I am grateful to the noble Lord for proposing the clause stand part notice. At the outset, I place on record for the House that 35,052 people were returned from 5 July 2024 to 4 July 2025, the first year of this Government. Of those returns, 9,115 were enforced returns of people with no legal right to remain in the UK, a 24% increase over the period of the previous year.
Of the total returns, 5,179 enforced and voluntary returns were of—
In a moment. I will always give way, if the noble Lord will let me finish the sentence. Of the total returns, 5,179 were of foreign national offenders, an increase of 14% over the same period in the 12 months prior. Therefore, before the noble Lord puts the premise that we cannot remove people and that this Government are not trying to, those figures put the record straight.
I am very grateful to the noble Lord for giving way. Of the 9,000 that he refers to, how many came across on a small boat?
There were a number. I have not got the figure to hand.
If the 9,115 were low-hanging fruit, why was this figure 24% higher than the previous year, when—let me just remind myself —who was the Minister in charge of this system? Would it be, by any chance, the noble Lord, Lord Murray of Blidworth?
Right. I think we will just settle at that: that it is 24% higher than in the previous year because of the actions this Government have taken. That is the context in which Amendments 105 and 109 seek to reintroduce the duty to remove measures in the Illegal Migration Act that we are repealing. Therefore, it will not come as a surprise to him to know that we are not going to accept his clause stand part notice today.

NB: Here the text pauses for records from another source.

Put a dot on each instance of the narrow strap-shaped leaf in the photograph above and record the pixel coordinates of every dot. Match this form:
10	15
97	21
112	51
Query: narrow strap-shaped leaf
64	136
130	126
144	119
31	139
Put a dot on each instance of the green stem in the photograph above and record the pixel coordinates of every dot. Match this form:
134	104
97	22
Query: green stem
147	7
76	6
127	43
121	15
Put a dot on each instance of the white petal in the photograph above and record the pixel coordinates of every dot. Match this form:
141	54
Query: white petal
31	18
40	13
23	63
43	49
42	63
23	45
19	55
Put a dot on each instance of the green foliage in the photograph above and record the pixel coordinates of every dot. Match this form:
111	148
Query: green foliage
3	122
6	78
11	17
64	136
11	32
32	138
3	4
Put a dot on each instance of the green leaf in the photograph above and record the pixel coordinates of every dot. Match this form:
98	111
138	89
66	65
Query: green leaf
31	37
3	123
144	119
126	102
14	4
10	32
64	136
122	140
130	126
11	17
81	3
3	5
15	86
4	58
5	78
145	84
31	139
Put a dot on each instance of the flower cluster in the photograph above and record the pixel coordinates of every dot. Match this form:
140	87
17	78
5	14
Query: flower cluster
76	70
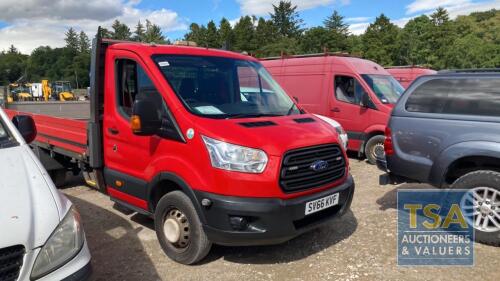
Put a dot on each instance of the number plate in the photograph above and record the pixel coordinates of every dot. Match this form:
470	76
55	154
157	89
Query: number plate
322	203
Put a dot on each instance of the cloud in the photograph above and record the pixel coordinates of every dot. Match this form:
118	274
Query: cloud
34	29
59	9
454	7
263	7
451	5
358	19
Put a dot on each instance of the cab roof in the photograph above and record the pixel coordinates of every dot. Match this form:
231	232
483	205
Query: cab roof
154	49
356	64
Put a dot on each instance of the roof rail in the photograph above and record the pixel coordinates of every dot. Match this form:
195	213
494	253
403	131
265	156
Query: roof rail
324	54
471	70
406	66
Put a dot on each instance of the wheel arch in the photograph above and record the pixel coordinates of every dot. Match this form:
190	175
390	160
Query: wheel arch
165	182
461	158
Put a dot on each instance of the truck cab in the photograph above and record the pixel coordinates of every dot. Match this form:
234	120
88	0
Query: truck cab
357	93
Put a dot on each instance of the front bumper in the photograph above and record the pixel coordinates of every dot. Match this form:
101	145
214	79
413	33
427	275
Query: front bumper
269	220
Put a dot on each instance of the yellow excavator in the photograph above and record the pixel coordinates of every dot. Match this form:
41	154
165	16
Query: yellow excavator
19	92
61	91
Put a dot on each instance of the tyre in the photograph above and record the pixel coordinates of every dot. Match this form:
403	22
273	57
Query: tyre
485	190
179	229
58	177
374	148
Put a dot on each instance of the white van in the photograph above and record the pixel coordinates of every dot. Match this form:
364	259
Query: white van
41	235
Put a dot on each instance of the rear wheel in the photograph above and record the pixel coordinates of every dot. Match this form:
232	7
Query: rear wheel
179	229
484	195
374	149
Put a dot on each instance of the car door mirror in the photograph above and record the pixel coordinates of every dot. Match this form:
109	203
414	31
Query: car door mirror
146	117
365	100
26	126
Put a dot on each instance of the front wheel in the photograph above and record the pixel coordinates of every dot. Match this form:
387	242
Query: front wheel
484	189
179	229
374	149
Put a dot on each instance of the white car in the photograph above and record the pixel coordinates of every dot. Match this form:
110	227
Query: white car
41	234
342	134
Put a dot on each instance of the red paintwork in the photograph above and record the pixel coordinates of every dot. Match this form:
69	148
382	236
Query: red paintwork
406	75
145	157
311	80
134	201
74	131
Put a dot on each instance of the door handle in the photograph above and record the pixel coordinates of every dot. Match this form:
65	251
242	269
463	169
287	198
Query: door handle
113	131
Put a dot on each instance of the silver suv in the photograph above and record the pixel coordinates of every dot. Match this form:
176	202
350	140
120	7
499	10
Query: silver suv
445	131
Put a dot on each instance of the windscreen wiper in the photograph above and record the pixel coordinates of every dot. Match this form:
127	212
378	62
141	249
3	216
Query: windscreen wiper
254	115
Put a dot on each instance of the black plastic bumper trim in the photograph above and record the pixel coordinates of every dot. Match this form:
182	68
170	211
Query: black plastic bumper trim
82	274
270	220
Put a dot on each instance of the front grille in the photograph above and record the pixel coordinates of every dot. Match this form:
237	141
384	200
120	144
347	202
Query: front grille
297	173
11	260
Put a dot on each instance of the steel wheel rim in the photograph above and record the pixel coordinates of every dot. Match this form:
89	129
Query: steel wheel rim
481	207
378	150
176	229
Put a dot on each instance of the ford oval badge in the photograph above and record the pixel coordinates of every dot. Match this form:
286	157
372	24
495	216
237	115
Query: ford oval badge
319	165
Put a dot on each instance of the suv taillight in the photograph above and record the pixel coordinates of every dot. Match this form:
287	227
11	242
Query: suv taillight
388	147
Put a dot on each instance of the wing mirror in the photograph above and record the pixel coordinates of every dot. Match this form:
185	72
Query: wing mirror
146	118
365	100
26	126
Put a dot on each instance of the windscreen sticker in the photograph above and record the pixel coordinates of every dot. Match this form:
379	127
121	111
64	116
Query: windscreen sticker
208	110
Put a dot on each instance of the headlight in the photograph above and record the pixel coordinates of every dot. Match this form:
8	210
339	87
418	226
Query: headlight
338	128
237	158
64	244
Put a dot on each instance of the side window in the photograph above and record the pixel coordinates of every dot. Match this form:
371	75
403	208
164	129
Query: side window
471	96
133	83
348	89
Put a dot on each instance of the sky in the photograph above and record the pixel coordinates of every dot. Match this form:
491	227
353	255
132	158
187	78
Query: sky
28	24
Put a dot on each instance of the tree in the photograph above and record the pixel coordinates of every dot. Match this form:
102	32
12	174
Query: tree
335	23
316	40
84	43
72	40
413	42
443	35
379	41
139	32
286	19
121	31
212	35
153	34
244	34
265	32
226	35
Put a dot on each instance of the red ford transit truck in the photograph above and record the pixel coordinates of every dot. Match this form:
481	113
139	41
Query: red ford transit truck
174	135
357	93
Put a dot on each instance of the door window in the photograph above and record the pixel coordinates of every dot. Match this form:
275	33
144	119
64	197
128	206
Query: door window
348	89
133	83
465	96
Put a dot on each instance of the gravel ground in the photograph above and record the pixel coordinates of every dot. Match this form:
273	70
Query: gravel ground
359	246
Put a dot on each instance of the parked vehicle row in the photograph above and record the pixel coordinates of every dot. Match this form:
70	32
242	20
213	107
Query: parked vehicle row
205	142
357	93
445	131
210	146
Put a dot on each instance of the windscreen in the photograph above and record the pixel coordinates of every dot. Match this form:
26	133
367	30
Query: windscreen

Having a duty to remove people who are unlawfully in the UK is easy to say but very difficult to deliver in practice, as evidenced by the previous Government’s failure to implement this part of the INA. Such a legal obligation means taking away all discretion, and defining exceptions to that duty is not always straightforward. There remains a risk of legal challenge, of acting unreasonably in individual cases. For a duty to remove to be effective, there needs to be a destination where it is safe to remove people to when their own country is not safe for them.
We have taken a judgment on the Rwanda scheme for that effect, where there are practical difficulties in proceeding with the removal, and where a host country needs to agree to accept those people. If a third country is not willing to accept foreign national offenders or unaccompanied children, that can incentivise perverse behaviour for migrants seeking to remain in the UK.

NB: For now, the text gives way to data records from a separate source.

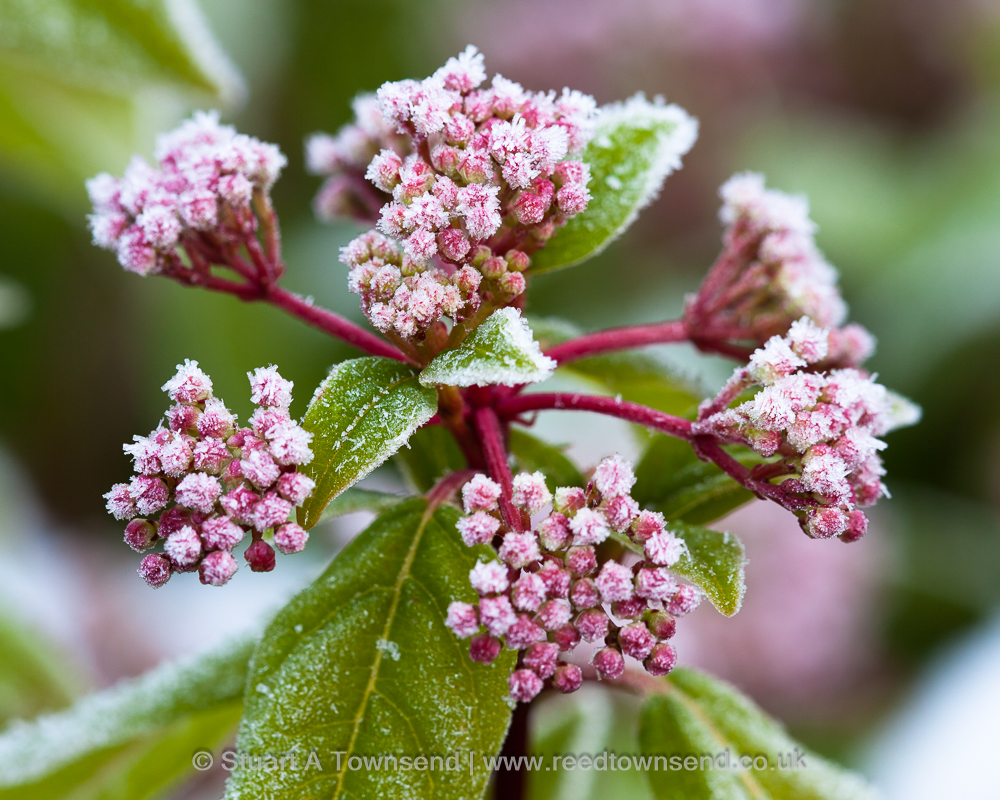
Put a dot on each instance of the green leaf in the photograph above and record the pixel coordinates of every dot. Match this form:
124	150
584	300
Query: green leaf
132	741
431	453
361	662
637	144
699	716
33	677
591	721
532	454
500	351
671	479
363	412
355	499
715	562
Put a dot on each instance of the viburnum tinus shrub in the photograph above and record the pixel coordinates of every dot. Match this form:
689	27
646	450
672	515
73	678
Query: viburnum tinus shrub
510	571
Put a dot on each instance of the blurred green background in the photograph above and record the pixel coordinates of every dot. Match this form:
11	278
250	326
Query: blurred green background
885	112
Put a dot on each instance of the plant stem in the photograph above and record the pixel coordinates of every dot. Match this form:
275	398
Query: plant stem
610	406
495	452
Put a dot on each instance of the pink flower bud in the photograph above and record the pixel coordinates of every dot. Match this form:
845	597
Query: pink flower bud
636	641
567	678
291	538
484	648
462	619
155	570
260	556
592	624
140	534
524	685
608	663
217	568
662	659
541	658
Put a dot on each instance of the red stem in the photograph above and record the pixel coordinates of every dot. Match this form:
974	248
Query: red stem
632	412
495	452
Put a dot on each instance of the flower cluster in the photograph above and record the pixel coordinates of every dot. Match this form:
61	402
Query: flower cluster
486	178
823	427
202	482
551	587
205	182
771	273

We already have well-established powers to remove people who are unlawfully in the UK and have in fact, as I have just mentioned, seen an increase of more than 20% in failed asylum seekers being removed since the election of July last year, along with a 14% increase in foreign national offenders being removed. The Government’s aim is to deliver long-term credible policies to ensure a properly functioning immigration system. Having a duty to remove will not add anything useful to that aim. We are repealing the legislation that the noble Lord brought in; he is trying to reinsert it. There is an honest disagreement between us, but I invite the noble Lord to withdraw the stand part notice.